RI-CART has evolved into a unique, public-private partnership, bringing together the state’s leading experts on autism research, education, health and advocacy. It’s only the second effort of its kind in the nation.
Our belief in the power of knowledge and the importance of partnership drives RI-CART’s long-term goal of enrolling all Rhode Islanders with ASD or related neurodevelopmental disorders into our research registry by 2020. This will pave the way toward gaining a big picture view of all those affected by autism and neurodevelopmental disorders statewide. Increased participation also translates to better positioning to secure research dollars and funding for more community services.
Research is the core of RI-CART. Our registry houses information shared with us by participants in a secure, anonymous database. We are working to enroll everyone in the state with ASD or neurodevelopmental disorders. By connecting families and individuals with ASD to researchers, we are making innovative research and a big picture understanding of those affected by ASD in Rhode Island possible.
Why Rhode Island?
Rhode Island is uniquely positioned to serve as a leader in autism research, treatment and advocacy. With just over a million residents living in 1,200 square miles, Rhode Island is the smallest state in the nation and can be travelled in about an hour. Our population is diverse, and the state has a single department of health, children’s hospital and medical school While we do not know the exact number of people affected by ASD, there may be more than 10,000 individuals with ASD in Rhode Island, a state with a population of only 1.05 million people. The need in our state is real and pressing.
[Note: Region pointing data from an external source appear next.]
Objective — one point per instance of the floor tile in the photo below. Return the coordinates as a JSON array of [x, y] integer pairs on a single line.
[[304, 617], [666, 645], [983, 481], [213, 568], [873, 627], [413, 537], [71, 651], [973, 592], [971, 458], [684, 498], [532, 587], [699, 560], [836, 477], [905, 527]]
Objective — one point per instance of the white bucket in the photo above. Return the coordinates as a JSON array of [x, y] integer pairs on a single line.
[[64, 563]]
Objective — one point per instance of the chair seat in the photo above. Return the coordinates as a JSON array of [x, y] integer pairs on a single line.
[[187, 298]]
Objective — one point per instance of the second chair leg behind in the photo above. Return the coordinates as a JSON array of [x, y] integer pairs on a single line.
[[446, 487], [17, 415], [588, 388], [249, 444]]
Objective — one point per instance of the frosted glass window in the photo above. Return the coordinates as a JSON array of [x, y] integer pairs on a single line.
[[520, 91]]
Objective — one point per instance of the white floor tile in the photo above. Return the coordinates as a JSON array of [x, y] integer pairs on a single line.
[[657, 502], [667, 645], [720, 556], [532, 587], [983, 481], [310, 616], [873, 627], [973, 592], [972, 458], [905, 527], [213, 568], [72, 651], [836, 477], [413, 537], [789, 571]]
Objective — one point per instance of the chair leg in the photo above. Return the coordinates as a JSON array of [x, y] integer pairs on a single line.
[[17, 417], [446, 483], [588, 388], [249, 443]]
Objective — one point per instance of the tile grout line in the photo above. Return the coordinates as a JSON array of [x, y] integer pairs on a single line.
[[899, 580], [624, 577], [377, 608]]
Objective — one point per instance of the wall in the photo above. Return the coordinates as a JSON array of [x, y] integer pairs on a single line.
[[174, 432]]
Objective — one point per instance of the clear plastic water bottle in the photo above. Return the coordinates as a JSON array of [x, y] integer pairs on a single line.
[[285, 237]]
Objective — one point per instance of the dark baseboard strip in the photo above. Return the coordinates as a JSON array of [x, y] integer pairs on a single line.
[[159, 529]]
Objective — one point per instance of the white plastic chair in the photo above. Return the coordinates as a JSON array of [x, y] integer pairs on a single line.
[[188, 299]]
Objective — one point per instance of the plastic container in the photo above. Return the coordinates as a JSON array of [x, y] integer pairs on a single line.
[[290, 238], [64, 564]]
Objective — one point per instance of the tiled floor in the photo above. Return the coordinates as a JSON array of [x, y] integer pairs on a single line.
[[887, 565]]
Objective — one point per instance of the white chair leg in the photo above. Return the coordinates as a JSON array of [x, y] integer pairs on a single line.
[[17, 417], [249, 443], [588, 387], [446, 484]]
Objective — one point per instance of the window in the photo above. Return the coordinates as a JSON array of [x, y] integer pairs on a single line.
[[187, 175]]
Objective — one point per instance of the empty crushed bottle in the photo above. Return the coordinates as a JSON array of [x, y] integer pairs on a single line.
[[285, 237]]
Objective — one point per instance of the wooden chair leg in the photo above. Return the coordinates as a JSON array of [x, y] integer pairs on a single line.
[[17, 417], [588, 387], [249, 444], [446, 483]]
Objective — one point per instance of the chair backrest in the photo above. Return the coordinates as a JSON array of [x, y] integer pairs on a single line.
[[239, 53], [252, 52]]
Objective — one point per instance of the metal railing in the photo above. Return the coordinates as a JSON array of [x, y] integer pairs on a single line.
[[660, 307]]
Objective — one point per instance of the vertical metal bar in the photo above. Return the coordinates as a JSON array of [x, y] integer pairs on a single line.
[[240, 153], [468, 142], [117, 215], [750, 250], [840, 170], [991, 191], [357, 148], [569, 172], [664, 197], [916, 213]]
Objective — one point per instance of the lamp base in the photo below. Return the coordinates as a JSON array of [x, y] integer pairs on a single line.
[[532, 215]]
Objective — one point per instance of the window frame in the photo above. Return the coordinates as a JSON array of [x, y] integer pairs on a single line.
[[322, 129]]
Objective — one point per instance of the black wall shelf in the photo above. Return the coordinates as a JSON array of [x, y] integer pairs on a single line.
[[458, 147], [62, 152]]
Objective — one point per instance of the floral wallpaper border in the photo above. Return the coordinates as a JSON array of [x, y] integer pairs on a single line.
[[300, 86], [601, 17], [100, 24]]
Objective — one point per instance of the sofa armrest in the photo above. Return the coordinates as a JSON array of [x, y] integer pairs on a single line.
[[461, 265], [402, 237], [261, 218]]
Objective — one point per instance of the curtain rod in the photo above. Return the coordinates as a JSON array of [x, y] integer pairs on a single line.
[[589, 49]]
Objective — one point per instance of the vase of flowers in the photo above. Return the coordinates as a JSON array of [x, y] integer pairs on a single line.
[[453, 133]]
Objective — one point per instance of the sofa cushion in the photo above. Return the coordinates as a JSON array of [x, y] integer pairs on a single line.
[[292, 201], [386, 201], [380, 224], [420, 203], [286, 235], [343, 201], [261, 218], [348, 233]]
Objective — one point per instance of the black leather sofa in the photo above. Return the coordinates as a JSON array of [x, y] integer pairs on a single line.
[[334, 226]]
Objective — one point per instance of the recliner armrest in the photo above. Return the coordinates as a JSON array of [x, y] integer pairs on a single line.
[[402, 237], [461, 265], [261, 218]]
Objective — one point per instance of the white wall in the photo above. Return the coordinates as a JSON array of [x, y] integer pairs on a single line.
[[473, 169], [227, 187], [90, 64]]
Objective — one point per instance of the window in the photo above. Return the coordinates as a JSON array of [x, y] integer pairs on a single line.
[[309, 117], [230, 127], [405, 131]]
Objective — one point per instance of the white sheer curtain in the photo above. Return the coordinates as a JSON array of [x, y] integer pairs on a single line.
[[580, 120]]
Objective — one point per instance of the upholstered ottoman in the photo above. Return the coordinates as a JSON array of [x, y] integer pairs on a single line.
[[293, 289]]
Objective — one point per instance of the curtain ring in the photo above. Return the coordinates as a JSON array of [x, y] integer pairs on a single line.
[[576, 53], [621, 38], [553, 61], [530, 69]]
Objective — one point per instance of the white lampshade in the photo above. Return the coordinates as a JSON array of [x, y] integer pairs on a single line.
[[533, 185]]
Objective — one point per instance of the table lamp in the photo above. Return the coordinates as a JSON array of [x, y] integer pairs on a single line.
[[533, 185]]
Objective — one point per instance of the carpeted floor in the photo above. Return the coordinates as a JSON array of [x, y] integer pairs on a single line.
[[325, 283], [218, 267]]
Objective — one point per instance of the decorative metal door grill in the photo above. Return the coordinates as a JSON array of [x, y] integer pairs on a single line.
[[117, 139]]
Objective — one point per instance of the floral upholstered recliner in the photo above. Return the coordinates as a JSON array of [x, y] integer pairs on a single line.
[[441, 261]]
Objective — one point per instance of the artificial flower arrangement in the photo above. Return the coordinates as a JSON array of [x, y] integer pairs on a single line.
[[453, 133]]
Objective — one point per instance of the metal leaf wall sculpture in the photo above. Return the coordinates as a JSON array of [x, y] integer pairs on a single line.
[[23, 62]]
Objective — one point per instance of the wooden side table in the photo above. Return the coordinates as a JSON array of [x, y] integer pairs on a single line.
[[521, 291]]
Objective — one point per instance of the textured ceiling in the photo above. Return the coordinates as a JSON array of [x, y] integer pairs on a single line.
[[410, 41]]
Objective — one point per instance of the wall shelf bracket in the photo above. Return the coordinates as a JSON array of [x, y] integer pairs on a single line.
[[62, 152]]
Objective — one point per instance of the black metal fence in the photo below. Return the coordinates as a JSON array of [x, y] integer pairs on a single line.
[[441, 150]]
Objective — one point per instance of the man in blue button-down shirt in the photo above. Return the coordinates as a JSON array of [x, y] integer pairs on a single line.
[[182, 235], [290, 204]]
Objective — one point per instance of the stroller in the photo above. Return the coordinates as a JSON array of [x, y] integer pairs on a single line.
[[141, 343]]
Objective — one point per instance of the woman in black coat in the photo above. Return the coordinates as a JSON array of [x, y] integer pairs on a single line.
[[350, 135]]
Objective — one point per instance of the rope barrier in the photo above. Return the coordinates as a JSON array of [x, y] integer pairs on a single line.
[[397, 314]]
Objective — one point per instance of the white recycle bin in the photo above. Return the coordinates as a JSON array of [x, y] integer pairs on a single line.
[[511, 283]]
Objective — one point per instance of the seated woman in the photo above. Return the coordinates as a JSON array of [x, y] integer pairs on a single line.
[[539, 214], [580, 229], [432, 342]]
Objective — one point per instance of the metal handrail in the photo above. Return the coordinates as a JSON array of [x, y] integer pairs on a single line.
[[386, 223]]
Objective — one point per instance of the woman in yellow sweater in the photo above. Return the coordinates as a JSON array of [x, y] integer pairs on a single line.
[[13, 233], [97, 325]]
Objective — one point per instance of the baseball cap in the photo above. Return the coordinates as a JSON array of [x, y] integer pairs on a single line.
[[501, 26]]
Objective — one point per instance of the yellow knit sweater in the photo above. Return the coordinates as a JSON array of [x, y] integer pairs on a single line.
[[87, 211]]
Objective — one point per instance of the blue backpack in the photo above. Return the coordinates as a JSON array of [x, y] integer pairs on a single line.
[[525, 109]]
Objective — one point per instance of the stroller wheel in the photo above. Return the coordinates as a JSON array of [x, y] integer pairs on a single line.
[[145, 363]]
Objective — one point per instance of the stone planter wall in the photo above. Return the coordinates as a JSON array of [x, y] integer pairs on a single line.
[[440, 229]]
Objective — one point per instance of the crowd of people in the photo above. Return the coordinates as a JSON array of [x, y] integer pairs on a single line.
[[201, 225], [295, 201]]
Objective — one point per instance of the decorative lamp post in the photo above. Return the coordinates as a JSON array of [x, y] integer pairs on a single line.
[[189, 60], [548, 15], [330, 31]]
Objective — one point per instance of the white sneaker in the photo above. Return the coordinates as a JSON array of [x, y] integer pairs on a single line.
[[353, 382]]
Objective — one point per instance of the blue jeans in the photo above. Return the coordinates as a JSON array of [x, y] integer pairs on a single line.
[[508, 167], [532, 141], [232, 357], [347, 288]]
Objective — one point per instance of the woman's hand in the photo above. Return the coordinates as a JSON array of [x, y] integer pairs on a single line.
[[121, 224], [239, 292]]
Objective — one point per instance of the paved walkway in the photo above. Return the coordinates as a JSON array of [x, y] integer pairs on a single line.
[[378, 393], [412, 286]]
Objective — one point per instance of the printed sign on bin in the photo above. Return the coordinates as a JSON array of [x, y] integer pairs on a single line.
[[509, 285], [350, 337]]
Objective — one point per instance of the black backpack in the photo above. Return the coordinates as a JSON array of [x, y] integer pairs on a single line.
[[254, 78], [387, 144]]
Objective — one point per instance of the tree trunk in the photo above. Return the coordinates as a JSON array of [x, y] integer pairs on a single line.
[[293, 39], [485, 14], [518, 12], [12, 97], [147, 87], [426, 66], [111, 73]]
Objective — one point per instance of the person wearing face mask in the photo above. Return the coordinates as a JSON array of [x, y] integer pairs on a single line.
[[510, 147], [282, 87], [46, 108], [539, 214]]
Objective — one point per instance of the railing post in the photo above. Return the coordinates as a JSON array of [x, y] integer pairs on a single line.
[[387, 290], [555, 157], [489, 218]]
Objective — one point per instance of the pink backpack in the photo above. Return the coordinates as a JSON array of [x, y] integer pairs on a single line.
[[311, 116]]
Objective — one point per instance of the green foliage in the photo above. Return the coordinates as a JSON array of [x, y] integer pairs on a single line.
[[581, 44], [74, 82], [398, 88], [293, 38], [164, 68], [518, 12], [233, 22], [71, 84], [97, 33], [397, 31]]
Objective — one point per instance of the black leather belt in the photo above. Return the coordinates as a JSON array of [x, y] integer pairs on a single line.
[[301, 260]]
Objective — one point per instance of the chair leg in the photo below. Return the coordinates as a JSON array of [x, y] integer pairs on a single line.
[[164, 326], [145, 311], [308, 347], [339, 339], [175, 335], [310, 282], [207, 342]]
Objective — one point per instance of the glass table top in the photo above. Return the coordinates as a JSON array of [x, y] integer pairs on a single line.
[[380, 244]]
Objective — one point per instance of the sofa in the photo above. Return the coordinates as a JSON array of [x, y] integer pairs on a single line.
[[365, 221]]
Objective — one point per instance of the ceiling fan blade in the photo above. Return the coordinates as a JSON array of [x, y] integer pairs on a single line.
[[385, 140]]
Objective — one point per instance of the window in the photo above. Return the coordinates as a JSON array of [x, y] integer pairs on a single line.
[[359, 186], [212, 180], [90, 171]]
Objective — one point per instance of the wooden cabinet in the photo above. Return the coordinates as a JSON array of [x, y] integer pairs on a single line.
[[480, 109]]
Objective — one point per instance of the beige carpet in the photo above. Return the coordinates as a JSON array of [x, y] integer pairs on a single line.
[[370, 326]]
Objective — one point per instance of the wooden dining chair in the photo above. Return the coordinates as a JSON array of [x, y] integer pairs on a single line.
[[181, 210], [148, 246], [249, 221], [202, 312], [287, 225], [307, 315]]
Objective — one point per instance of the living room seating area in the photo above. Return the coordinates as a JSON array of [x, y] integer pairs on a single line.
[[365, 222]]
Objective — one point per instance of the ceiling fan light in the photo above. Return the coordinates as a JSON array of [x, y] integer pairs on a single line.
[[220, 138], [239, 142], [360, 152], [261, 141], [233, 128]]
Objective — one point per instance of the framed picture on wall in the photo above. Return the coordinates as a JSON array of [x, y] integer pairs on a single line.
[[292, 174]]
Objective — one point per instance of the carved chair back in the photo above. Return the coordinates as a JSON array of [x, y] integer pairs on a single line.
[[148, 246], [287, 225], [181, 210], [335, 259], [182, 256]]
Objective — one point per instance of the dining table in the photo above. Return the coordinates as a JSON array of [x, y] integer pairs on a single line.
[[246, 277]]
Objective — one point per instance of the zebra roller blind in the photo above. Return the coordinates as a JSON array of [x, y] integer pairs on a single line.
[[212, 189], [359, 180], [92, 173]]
Rhode Island holds the ingredients for a coordinated, interdisciplinary, geographically feasible system of research, support, education and care. Considering our size and resources, by coming together under RI-CART, we are equipped to efficiently:
Share cutting-edge equipment, such as Transcranial Magnetic Stimulation (TMS) and collaborate among leading scientists, physicians, and educators.
Test and rapidly roll out new ways to improve clinical care.
Access government and academic leaders to develop new research collaborations and public policies.